The paper is titled “MapReduce: Simplified Data Processing on Large Clusters.” Unlike most research papers I’ve read before, it’s written in plain English and fairly easy to read and follow. I find it really worthwhile reading and strongly recommend you spend an hour to read through it.
According to the authors, the idea was “inspired by the map and reduce primitives present in Lisp and many other functional languages.” They found “most of our computations involved applying a map operation to each logical ‘record’ in our input in order to compute a set of immediate key/value pairs, and then applying reduce operation to all the values that shared the same key, in order to combine the derived data appropriately.”
Despite the conceptually straightforward computations, “the input data is usually large and the computations have to be distributed across hundreds or thousands of machines in order to finish in a reasonable amount of time.
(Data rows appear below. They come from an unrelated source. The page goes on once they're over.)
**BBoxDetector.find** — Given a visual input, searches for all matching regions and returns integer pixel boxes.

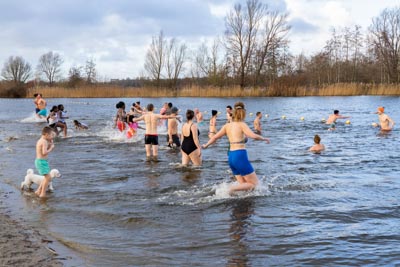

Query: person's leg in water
[152,145,158,161]
[145,144,151,161]
[229,172,258,194]
[35,173,51,198]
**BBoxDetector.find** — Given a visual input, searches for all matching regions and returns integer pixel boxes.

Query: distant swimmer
[167,107,181,148]
[203,102,269,193]
[253,111,262,134]
[132,103,175,162]
[114,101,127,132]
[325,109,350,128]
[376,107,395,131]
[309,134,325,153]
[181,109,202,166]
[208,109,218,138]
[226,105,232,123]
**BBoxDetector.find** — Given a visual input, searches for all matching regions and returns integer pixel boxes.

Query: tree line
[1,0,400,96]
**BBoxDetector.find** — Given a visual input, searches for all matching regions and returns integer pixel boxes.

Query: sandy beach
[0,191,64,267]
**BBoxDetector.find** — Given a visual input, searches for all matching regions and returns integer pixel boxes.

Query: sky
[0,0,400,80]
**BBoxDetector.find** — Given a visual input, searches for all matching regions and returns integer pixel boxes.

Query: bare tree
[1,56,32,85]
[191,43,210,79]
[85,59,97,83]
[68,66,84,87]
[369,7,400,82]
[165,38,187,87]
[37,51,64,86]
[225,0,265,87]
[144,31,166,86]
[255,8,291,83]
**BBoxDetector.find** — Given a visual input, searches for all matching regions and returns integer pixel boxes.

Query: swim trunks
[167,134,181,147]
[182,123,197,156]
[144,134,158,146]
[228,149,254,176]
[35,159,50,175]
[37,108,47,116]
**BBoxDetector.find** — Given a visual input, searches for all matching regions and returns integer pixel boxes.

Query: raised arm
[202,125,226,148]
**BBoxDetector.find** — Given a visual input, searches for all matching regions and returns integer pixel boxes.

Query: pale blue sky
[0,0,400,79]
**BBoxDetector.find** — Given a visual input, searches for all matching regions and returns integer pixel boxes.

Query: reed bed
[26,83,400,98]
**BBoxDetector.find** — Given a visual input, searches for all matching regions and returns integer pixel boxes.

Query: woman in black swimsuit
[181,109,202,166]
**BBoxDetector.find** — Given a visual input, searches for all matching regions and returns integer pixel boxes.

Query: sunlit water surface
[0,96,400,266]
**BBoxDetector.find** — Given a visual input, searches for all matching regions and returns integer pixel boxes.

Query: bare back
[36,138,51,159]
[143,112,162,134]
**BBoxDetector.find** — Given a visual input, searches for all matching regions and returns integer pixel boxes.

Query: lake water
[0,96,400,266]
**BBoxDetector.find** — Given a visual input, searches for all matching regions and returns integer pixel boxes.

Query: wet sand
[0,191,64,266]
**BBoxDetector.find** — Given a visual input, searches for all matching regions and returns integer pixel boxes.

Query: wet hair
[186,109,194,121]
[233,102,246,121]
[147,103,154,111]
[42,126,54,135]
[314,134,321,144]
[115,101,125,108]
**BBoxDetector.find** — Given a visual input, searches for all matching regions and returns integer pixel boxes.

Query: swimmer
[308,134,325,153]
[376,107,395,131]
[226,105,232,123]
[114,101,126,131]
[194,108,203,123]
[167,107,181,148]
[34,94,47,118]
[181,109,202,166]
[35,126,54,198]
[208,109,218,138]
[132,103,174,162]
[74,120,89,130]
[325,109,350,125]
[203,102,269,194]
[253,111,262,134]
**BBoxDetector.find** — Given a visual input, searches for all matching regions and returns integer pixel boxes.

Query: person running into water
[203,102,269,194]
[35,126,54,198]
[167,107,181,148]
[132,103,174,162]
[33,94,47,119]
[114,101,126,132]
[47,106,67,137]
[57,104,68,137]
[194,108,203,124]
[376,107,395,132]
[325,109,350,128]
[308,134,325,153]
[253,111,262,134]
[208,109,218,138]
[181,109,202,166]
[226,105,232,123]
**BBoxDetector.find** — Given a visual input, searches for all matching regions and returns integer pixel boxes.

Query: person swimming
[181,109,202,166]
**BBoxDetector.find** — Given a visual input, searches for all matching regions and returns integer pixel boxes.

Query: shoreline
[0,183,80,267]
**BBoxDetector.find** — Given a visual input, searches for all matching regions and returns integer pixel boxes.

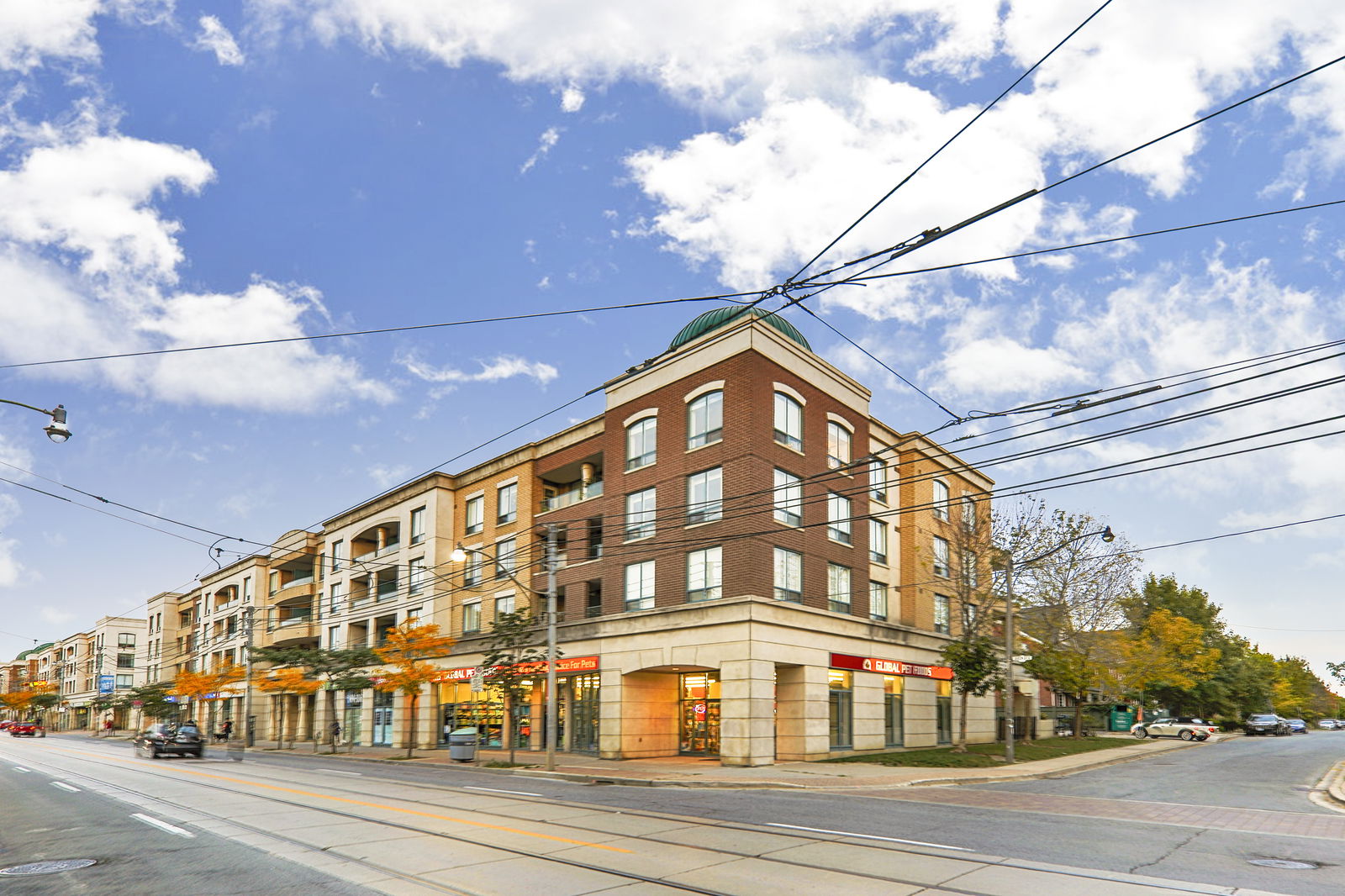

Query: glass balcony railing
[542,479,603,514]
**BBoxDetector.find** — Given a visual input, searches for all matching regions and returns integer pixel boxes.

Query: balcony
[541,479,603,514]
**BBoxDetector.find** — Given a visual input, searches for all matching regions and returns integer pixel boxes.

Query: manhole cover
[0,858,98,878]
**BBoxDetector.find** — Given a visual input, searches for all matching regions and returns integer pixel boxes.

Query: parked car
[1242,713,1294,737]
[1130,716,1219,740]
[130,723,206,759]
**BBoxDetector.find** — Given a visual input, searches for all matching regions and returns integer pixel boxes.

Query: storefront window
[883,676,905,746]
[827,668,854,750]
[679,672,720,756]
[935,681,952,744]
[439,681,504,746]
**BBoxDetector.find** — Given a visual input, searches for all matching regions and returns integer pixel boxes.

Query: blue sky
[0,0,1345,672]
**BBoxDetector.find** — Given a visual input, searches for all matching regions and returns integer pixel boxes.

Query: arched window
[686,390,724,448]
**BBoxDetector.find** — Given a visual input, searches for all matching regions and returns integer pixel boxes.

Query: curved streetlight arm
[0,398,70,444]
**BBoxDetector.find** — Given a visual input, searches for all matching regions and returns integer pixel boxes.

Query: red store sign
[435,656,597,681]
[831,654,952,681]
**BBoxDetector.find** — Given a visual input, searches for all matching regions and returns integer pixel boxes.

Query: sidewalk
[215,735,1232,804]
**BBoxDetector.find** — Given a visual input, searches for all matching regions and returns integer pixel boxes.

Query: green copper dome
[668,305,812,351]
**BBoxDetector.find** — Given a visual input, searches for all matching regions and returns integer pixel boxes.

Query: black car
[132,723,206,759]
[1242,713,1294,737]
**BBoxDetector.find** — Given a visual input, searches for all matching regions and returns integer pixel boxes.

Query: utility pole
[546,524,558,771]
[244,607,254,746]
[1004,554,1014,766]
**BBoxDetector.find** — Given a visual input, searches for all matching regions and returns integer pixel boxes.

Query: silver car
[1130,716,1219,740]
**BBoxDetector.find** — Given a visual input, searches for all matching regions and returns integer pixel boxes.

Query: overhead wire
[789,0,1111,282]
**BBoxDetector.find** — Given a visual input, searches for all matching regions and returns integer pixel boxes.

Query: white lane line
[767,822,975,853]
[462,787,541,797]
[130,813,197,838]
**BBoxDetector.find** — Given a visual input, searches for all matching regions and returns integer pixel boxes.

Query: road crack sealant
[1130,827,1208,874]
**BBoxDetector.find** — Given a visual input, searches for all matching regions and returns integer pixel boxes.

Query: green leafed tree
[482,607,546,764]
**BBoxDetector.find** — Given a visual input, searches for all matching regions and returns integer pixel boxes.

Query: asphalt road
[0,747,372,896]
[13,732,1345,896]
[978,730,1345,813]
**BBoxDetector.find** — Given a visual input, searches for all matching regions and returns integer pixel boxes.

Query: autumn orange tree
[168,663,246,719]
[1116,609,1221,703]
[374,619,453,759]
[257,668,323,752]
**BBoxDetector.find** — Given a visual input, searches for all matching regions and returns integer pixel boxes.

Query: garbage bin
[448,728,476,763]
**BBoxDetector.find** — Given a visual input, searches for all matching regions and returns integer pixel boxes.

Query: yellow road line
[43,746,634,853]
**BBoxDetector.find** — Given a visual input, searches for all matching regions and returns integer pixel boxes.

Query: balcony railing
[542,479,603,514]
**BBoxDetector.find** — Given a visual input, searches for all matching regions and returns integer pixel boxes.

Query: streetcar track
[3,746,1237,896]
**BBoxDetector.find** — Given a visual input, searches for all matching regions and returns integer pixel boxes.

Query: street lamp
[0,398,70,444]
[1004,526,1116,763]
[448,524,556,771]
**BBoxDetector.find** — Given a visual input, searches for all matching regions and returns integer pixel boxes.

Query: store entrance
[678,672,720,756]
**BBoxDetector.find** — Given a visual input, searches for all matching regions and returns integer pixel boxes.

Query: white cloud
[0,0,99,71]
[398,354,560,385]
[0,136,215,282]
[368,464,412,488]
[518,128,561,173]
[140,282,394,413]
[939,336,1084,396]
[561,85,583,112]
[193,16,244,66]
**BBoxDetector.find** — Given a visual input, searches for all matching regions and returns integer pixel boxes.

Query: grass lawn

The issues of how to parallelize the computation, distribute the data, and handle failures conspire to obscure the original simple computation with large amount of complex code to deal with these issues.”
As you can see, this is a perfect case where a framework can help – abstract all the common code that handles the distributed computing to the framework, and leave the simple processing to the framework users who are also developers and write simple map and reduce functions. Combined together is a powerful yet simple solution to the problems the authors faced at Google, for example, large-scale indexing.
The authors “wrote the first version of MapReduce library in February of 2003 and made significant enhancements to it in August of 2003.” The MapReduce library was implemented in C++, which runs more efficient than Java that is used by Hadoop. It makes sense in large scale clusters where any percentage improvement in performance can save hundreds of physical machines. In the Google environment of 2003, the machines used were dual-processor x86 processors running Linux with 2 to 4 GB of memory and directly attached IDE disks, with 100Mbps or 1Gbps network. After almost 10 years passed, the typical machines are almost 100 times more powerful per Moore’s law.
Interestingly, after the first paper was published in 2004, there hasn’t been much news from Google on its MapReduce project. The MapReduce idea was picked up by Yahoo and re-implemented in Java with a cool name called Hadoop which was open sourced and became very popular than the originator.
According to a gentleman I met at Hadoop Summit this year, Google’s MapReduce framework is still several years ahead of Hadoop today. I fully believe that because Google has enough use cases and challenges, and of course talented engineers, to push the framework forward.
What wondered me, though, is why Google didn’t open-sourced its MapReduce framework. Maybe it’s the core competence of Google business? It’s another topic that deserves its own article.